In an eight-page letter to The Post, Reveal executives said there was no "connection between voluntary political contributions" to Rogers's PAC and the awarding of the contract. The president of the company said Reveal secured the contract strictly on the merits of its technology after a "rigorous and objective" certification process.
"Members of Reveal's management team, and others, make these voluntary contributions to Representative Rogers, and many other elected officials, because they share our concern about improving our Nation's Homeland Security technology, and for no other reason," Reveal president and chief executive Michael P. Ellenbogen said in the letter.
"It is the scientists at the TSA -- not Congress -- who decide what systems meet the government's rigorous requirements," he said.
TSA officials said Rogers played no role in the contracting process.
"The decision to award the contract to Reveal was based on the source selection team's conclusion that it offered the best value to the government," TSA spokeswoman Yolanda Clark said.
Rogers said he is working in the interests of the nation and his district.
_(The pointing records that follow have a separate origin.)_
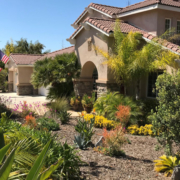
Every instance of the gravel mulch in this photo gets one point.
(136, 165)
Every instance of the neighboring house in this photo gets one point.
(20, 67)
(95, 27)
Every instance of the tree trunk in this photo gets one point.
(138, 89)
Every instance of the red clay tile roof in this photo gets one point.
(111, 10)
(24, 59)
(148, 3)
(83, 13)
(61, 51)
(108, 26)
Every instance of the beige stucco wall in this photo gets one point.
(10, 76)
(84, 56)
(24, 75)
(11, 65)
(147, 21)
(162, 15)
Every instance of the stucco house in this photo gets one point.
(95, 27)
(20, 67)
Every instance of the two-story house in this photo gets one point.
(95, 27)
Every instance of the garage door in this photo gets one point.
(43, 91)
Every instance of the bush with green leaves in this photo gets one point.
(146, 106)
(59, 105)
(107, 104)
(47, 123)
(71, 162)
(85, 130)
(30, 142)
(166, 119)
(34, 172)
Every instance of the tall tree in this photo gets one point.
(132, 57)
He dismissed any suggestion that campaign money could sway his policymaking.
"It's demeaning," the 13-term congressman said in a recent interview. "Anybody that knows me and knows my record knows that I will go after whoever it is standing in the way of doing the right thing. I'm going to do what I think is best for the country, regardless."
A magnet for money
After 25 years in Washington, Rogers, 67, is an old-school politician who looks out for his constituents and remains intently focused on reaching the pinnacle of power on Capitol Hill.
In 2001, Rogers became chairman of the House Appropriations subcommittee on transportation, a post that would give him an important role in directing aviation-security projects after the terrorist attacks. Two years later, he climbed even higher, becoming the first chairman of the Appropriations homeland security subcommittee.
That put Rogers at the center of the largest restructuring of the federal government in a half-century. His subcommittee holds the purse strings for billions of dollars in homeland security spending, giving him tremendous influence over the 22 agencies that make up the Department of Homeland Security. He can deny them appropriations if they refuse to follow his direction. He can hold public hearings and order investigations to examine how the department spends its money.
"He had our attention," former homeland security secretary Tom Ridge said in a recent interview.
Like other powerful members of Congress, Rogers has become a magnet for political contributions.
Three years ago, Rogers made it clear that he wanted to become chairman of the entire House Appropriations Committee, one of the most powerful jobs in Congress. Rogers formed Help America's Leaders Political Action Committee, better known as HALPAC. The PAC contributed to the campaigns of Republicans in tight races -- whose support Rogers hoped to draw upon in his quest to become Appropriations chairman. As of October, HALPAC had collected more than $1.8 million and had cash on hand of $545,236.